H2O in Protoplanetary Disks: the Snow Line and the Planets' Nest

2013 
Protoplanetary disks represent the stage between the pre-stellar collapse of the molecolar cloud and the formation of a planetary system surrounding a main sequence star. The goal of the DIANA FP7 project (P.I.: P.Woitke) is to investigate the disks in multiwavelengths, considering available data of photometry and spectroscopy, and give reason of the observed single and global properties of the protoplanetary disks. It will work on a sample of 85 selected targets in different evolutionary stage and surrounding different central stars. At NIR-MIR wavelengths, it is possible observe many lines of water.

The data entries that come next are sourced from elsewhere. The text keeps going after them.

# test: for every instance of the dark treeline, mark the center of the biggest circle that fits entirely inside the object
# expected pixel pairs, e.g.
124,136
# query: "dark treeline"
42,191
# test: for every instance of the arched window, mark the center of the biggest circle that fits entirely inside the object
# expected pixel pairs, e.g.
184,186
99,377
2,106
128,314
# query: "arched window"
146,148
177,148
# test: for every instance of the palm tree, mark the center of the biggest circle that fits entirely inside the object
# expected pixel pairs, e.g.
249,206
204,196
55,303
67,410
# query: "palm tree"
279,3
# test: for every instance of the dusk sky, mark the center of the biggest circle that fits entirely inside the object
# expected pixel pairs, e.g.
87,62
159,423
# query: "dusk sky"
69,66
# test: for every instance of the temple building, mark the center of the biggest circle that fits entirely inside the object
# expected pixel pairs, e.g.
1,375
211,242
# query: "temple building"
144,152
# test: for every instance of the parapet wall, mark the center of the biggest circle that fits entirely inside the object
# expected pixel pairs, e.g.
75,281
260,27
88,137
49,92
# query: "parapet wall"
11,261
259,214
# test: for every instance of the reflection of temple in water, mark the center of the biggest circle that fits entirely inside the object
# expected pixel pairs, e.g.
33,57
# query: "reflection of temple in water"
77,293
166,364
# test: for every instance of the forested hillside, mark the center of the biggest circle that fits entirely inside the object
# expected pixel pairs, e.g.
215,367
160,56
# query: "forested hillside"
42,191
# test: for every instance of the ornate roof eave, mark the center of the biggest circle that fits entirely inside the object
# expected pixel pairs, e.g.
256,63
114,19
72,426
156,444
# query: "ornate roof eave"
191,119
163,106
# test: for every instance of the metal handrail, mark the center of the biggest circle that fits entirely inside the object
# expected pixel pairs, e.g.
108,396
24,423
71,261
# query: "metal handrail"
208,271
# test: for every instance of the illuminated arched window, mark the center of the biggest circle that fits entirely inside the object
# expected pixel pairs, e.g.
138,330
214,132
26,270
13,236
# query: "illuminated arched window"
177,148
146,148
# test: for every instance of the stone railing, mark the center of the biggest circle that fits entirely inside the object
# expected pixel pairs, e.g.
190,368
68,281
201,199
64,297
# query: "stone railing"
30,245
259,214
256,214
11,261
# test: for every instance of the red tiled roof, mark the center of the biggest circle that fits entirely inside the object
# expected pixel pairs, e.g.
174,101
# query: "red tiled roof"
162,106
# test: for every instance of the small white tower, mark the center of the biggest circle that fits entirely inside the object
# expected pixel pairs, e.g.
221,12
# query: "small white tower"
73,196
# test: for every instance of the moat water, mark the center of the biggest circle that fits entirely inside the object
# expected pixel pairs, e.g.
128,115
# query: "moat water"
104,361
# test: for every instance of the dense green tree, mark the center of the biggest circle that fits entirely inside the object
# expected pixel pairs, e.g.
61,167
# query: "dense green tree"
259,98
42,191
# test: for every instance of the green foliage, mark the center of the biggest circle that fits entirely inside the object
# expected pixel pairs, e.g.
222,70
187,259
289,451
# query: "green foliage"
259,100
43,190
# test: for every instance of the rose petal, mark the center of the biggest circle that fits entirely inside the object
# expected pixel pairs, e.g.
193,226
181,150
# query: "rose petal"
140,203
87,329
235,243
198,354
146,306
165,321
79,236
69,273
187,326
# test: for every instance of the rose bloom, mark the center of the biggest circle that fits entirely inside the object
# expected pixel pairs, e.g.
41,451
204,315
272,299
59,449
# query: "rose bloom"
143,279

Water is one of the main cooling agents of the disk, due to its abundance and the presence of energy levels with excitation temperatures from few tens to few thousands of Kelvin. Water can also exist in condensate phase (frozen on dust) outside the so-called "snow line", which increases the surface density of solid material and therefore helps the formation of planets. Using a range of water lines, we can scan the disk surface, thus probing the disk from the lowest to the highest temperature regions and potentially indirectly detect the presence of the "snow line". Spectroscopic data from Spitzer and Herschel is used to investigate the spatial distribution and the synthesis of water, in the context of the thermophysical structure of the disk. This study is carried out with the codes ProDiMo and MCMax, producing different models of disks and investigating the physical conditions to which the water spectroscopy is sensitive. The work is done as part of the FP7 DIANA project.